May 21, 2004
May 21, 2004
When summer finally arrives and the sweltering sun starts beating down, many of us start thinking about putting in a pool, of taking that dreamy dip to cool down. But according to Rob Danieli of Alka Pool Construction in Burnaby, B.C., the middle of summer is the worst time to start looking into pool construction. You "should plan a pool well before the pool season begins," he advises, "and do so carefully and properly without being rushed."Building considerations
Building a pool takes more than just digging a hole in the ground. In fact, you need a minimum of two months just to build and another month to get a permit from the city. Every municipality has different rules. In one area of Vancouver, says Rob, a pool can go right up to a property line, but in another you need five feet.
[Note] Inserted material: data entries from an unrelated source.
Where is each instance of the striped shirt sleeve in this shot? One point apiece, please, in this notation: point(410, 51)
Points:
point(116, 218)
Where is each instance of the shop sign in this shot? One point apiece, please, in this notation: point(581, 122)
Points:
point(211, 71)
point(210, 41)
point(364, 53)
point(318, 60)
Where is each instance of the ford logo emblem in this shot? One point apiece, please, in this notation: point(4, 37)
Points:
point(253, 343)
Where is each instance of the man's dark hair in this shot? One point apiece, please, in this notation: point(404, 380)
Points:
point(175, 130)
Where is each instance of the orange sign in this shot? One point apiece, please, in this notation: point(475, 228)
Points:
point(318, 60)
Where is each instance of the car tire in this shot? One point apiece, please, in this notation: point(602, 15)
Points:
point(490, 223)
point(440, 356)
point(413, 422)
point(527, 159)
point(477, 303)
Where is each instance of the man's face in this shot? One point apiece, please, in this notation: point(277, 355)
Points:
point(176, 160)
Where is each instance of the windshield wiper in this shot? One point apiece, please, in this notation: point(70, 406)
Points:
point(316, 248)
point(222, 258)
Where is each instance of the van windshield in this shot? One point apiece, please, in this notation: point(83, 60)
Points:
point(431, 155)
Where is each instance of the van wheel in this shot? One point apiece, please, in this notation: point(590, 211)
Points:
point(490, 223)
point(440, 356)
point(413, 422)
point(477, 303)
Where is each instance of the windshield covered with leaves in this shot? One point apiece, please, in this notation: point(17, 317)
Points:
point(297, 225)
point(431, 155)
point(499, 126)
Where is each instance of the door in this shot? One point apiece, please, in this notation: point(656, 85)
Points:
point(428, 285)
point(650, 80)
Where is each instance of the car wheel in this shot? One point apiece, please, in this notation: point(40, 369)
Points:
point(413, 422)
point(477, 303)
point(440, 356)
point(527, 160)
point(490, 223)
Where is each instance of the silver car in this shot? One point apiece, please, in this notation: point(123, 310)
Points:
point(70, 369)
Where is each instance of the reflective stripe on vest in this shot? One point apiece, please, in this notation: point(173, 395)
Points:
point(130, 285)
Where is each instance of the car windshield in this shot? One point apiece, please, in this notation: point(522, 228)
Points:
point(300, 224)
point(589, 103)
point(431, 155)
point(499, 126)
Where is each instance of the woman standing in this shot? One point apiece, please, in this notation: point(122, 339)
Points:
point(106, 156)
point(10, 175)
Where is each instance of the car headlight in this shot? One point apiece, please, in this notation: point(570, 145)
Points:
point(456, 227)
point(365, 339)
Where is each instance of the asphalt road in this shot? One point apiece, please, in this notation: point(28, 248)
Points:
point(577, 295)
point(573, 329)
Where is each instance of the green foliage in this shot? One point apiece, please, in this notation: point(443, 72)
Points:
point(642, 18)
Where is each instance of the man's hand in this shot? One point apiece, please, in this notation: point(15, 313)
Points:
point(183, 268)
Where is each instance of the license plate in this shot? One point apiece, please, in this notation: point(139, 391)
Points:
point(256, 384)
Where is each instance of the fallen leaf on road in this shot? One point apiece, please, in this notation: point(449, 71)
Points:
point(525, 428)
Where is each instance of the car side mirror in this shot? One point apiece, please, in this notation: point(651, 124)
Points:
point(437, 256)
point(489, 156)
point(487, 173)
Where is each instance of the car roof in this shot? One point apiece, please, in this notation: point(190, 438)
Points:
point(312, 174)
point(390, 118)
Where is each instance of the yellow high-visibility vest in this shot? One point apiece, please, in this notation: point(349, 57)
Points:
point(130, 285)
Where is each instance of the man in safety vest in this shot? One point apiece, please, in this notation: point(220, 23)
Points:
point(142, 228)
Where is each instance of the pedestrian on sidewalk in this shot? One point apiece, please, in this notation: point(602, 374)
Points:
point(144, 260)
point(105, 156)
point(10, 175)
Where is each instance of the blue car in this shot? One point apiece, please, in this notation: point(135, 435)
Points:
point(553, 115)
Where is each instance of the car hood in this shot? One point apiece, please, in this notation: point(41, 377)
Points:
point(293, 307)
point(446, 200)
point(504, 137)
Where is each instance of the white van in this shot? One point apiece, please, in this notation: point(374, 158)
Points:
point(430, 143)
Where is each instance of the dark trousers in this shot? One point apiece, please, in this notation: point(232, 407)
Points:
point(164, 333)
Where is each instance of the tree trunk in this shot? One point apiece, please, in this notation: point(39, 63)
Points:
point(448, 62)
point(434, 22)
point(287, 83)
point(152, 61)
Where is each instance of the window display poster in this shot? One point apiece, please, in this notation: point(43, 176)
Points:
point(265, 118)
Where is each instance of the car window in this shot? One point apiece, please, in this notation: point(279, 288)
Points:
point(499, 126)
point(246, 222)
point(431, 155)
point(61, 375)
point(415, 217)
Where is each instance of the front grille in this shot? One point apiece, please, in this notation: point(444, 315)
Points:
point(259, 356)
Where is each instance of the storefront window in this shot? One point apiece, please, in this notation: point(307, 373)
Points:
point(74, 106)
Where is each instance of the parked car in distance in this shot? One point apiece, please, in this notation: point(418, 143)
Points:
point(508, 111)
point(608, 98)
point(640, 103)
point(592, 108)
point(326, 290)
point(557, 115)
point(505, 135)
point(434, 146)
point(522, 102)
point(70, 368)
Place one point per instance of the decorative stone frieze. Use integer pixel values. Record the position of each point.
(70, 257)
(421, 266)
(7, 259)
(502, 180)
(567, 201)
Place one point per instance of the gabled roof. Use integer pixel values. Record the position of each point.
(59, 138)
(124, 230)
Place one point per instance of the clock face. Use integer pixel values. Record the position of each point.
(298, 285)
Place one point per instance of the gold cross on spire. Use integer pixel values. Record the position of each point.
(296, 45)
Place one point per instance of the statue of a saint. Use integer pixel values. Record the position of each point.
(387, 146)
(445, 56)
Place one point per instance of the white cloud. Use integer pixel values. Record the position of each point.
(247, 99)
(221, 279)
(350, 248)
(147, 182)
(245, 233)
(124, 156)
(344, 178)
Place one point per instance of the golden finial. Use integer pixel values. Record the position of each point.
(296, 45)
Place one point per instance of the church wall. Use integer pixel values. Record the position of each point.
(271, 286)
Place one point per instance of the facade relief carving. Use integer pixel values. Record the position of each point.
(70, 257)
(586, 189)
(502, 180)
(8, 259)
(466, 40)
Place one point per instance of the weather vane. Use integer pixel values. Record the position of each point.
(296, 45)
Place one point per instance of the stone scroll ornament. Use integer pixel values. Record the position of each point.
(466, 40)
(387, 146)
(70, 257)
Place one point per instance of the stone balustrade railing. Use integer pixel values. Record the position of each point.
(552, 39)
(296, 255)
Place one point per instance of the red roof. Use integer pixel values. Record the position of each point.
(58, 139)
Your contractor, pool builder or landscape architect will evaluate the property's size, its access for machinery and its landscaping, among other things.Types of pools
With concrete pools starting at about $30,000, you want to make sure everyone enjoys it. Rob is keen to discuss a family's needs from the get-go. “We're doing a lot of play pools now, with two shallow ends and a deep end in the middle for installing a volleyball net,” he says. “With young families, there seem to be real practical issues; then there's the flipside where people want the backyard to look like a resort.”
What kind of pool is right for you? Here are a few of the latest incarnations, according to The Pool Idea Book (The Taunton Press, 2004) by Lee Anne White:
Architectural: Custom-built to reflect the home's design elements
Naturalistic: Designed to blend seamlessly with the outdoor surroundings
Lap: Long, narrow lane created for aerobic purposes
Recreational: Designed for swimming, floating, water volleyball, et cetera.
Spa: Built for relaxation, with massage jets, flexible seating and temperature control
Regardless of the type of pool you select, safety is of prime concern. Fences are required by most towns and insurance companies, to protect neighbours and small children. You'll need at least three-and-a-half to four feet of nonclimbable fence. Any gates that lead to the pool area must be self-closing or self-latching. In some municipalities, any doors to the backyard must have self-closers as well. Lighting is also essential, not only to illuminate nighttime swimming but also to ensure no one accidentally falls into the pool. In fact, more and more people are looking to automatic safety covers to protect wet missteps. According to Rob, sales of these pool covers have increased 200 to 300 per cent this year, even at a cost of $12,000 to $18,000. The reason: These automatic safety covers completely seal the pool and can only be removed with a key.
You may also want to consider an insulated pool cover, another feature gaining popularity. Some people, says Rob, are returning to the more traditional linear pool shapes to take advantage of these covers that help to reduce exorbitant heating costs. Another helpful tool, especially if you hate maintenance work, is a self-cleaning system built right into the floor of the pool.
Turning a basic pool into a pleasing outdoor space is all in the details. “Spice up your pool by adding ceramic tile or colour plaster in teal, green or blue,” says Rob. “In terms of landscaping, my favourite choice is to add a water feature like sculpted faux rock, which is just brilliant, or a ‘sheer descent,' a clear sheet that comes out of the pool. The sound of running water is soothing.” Consider decking material like stone for the pool steps and smooth edging for easy handhold and to eliminate bathing-suit snags.
When you're ready to break ground, consult the Master Pools Guild website for ideas and resources, get referrals from friends and neighbours, and do your homework. “Most people buy pools through emotion rather than logic,” says Rob. “Anyone who's looking to buy something that's a minimum of 30K really has to do some research. Ignorance is bliss, but it costs you money.”